Jamie T - Kings & Queens
It was back in 1922 that Stephen J. Poplawski invented the blender, his target demographic the milkshake and sofa fountain vendors of that time, intent on filling the youth of America with exciting beverages before they rushed off to watch Rin-Tin-Tin at the cinema. Little did he know that music journalists of the noughties would use his invention on a daily basis to describe the melding of genres and artists into something new. Jamie T is back - his slurred delivery and on-the-beat hip-hop lyrics like Shane MacGowan and Chuck D in a blender! In a blender! See? It's brilliant! Thanks, Mr.Poplawski!

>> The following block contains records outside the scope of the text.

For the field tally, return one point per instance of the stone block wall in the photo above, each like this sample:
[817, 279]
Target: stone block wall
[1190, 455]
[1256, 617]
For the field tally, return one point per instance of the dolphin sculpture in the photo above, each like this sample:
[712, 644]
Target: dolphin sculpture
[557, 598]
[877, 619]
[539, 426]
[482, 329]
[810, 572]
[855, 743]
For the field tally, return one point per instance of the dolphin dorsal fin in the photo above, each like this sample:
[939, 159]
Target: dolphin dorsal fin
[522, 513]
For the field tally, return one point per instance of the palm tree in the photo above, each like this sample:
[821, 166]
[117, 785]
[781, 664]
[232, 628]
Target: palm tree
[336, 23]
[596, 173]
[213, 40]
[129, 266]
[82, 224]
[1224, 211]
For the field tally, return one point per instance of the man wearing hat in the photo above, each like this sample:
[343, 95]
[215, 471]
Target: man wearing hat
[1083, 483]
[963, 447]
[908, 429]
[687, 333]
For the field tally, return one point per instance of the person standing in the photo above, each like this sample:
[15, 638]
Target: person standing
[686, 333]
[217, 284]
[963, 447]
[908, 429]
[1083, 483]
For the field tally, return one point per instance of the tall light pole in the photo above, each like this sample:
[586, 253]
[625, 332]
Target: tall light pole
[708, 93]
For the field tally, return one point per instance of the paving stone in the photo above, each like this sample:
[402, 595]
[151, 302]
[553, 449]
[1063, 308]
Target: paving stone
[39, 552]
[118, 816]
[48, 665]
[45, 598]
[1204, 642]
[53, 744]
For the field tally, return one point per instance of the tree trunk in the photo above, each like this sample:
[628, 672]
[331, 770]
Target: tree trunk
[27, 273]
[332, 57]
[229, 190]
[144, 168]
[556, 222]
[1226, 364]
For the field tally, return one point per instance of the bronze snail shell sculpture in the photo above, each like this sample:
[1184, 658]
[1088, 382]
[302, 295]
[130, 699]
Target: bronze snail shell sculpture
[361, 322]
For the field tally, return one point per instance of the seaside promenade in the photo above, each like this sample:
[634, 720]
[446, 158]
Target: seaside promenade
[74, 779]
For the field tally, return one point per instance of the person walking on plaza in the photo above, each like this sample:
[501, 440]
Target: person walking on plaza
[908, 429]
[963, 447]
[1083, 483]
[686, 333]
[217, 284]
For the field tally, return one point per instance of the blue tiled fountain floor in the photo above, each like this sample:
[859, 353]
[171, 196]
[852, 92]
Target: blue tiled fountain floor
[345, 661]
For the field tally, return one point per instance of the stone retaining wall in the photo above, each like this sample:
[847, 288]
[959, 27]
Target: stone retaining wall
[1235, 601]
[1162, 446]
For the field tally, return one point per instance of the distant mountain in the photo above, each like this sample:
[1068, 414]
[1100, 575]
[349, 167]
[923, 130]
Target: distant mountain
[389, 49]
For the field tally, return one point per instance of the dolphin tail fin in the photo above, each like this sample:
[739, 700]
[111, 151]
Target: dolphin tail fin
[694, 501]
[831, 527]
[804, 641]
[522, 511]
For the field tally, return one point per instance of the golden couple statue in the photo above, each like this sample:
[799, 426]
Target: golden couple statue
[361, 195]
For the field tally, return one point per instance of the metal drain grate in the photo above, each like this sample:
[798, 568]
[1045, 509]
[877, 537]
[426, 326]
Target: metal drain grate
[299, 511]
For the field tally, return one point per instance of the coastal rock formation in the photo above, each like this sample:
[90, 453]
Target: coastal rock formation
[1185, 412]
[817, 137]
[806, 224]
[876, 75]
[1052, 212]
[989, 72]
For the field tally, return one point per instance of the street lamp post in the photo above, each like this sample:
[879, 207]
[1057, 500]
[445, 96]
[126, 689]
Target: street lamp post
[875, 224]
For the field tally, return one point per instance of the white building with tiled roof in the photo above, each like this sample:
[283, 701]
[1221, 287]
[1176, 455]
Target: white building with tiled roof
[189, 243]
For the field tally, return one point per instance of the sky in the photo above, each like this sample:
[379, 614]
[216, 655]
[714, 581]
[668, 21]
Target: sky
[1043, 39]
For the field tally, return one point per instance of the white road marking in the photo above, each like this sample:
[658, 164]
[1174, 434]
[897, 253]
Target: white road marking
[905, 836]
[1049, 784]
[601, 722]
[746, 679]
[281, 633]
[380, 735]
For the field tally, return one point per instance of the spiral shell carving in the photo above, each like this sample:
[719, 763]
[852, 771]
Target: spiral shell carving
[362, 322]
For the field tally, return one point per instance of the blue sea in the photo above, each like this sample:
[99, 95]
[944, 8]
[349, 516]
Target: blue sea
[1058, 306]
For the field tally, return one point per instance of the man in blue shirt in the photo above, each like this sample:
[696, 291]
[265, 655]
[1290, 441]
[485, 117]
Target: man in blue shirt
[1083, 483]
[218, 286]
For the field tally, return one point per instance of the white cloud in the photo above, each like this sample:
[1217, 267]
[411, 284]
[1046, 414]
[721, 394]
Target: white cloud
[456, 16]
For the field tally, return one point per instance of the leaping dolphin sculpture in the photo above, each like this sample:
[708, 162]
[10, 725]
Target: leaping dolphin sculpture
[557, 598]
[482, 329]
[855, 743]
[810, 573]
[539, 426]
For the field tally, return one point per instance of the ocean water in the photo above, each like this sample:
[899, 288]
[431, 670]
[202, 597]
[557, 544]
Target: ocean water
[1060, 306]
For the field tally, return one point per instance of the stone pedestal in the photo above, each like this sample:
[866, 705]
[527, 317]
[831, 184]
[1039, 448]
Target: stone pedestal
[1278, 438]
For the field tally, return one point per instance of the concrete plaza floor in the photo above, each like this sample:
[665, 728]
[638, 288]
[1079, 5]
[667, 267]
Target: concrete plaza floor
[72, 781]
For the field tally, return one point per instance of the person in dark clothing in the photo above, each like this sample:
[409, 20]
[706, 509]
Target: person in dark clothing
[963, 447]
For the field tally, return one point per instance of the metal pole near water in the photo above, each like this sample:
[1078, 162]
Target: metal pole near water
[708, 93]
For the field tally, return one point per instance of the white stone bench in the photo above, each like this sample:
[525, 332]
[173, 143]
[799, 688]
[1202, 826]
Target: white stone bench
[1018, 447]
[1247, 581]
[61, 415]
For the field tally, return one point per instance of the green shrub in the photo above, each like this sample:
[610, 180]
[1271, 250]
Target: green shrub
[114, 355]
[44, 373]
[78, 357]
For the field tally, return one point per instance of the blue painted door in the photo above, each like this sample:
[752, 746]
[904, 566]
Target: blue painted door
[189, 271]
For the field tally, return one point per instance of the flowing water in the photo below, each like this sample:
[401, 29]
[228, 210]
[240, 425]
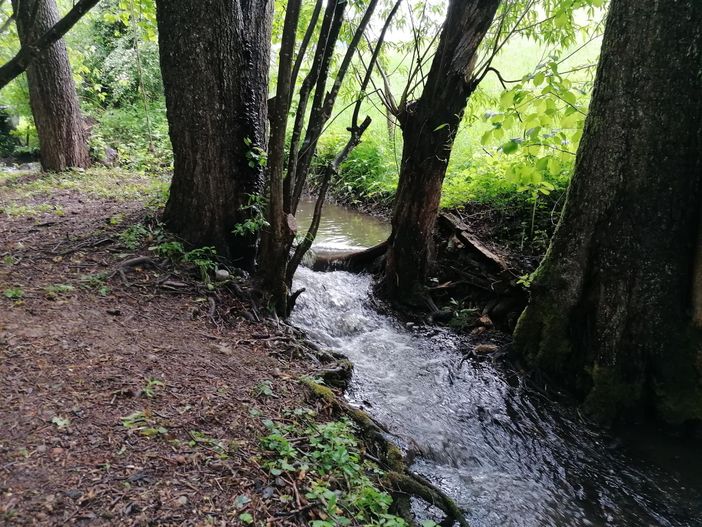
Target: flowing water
[507, 456]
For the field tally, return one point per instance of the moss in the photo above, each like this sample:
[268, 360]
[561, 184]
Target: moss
[542, 339]
[611, 396]
[324, 392]
[677, 386]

Yes, Wimbledon's finest has returned with album number two, retaining his autobiographical style about the antics, the rogues and chancers in his life, telling stories of love, loss and fisticuffs. In the two years since Panic Prevention he's filled the sound out and there's less of a bedroom studio aesthetic this time round. Time seems to have made him less of an angry young man: the humor was always very prevalent in his work but it's taking a much bigger role on this album, able to laugh at the predicaments rather than wade in to deliver a smashed pint glass into the affray.
He's found a groove, set himself well and truly into it - and set the wheel spinning at 33 rpm. It's an album where his punchy lyrical delivery and music mesh together, often with spectacular results like snank-em-up 'British Intelligence' which bounces nicely along. I’m sure live versions will lead many exhausted revelers into the arms of St.John's Ambulance, begging for fluids and a sit-down. Also noteworthy is sagging - yet sweet - ballad 'Emily's Heart' on which Jamie's voice is that of a despondent lover at 3 am reliving his mistakes over a joint with his closest friends, the Tom Waits of the bus shelter and hoodies generation.
He’s taken what worked well on Panic Prevention and polished it up for display in the shop window. Whilst the charity shop thrift approach of his earlier work was charming, his maturing style and the cohesion through the album is a welcome change. Kings & Queens is a deep album with a human narrative and characters you can almost reach out to and text.
See you in town for a Malteser smoothie. Bring some fags - if you've got any.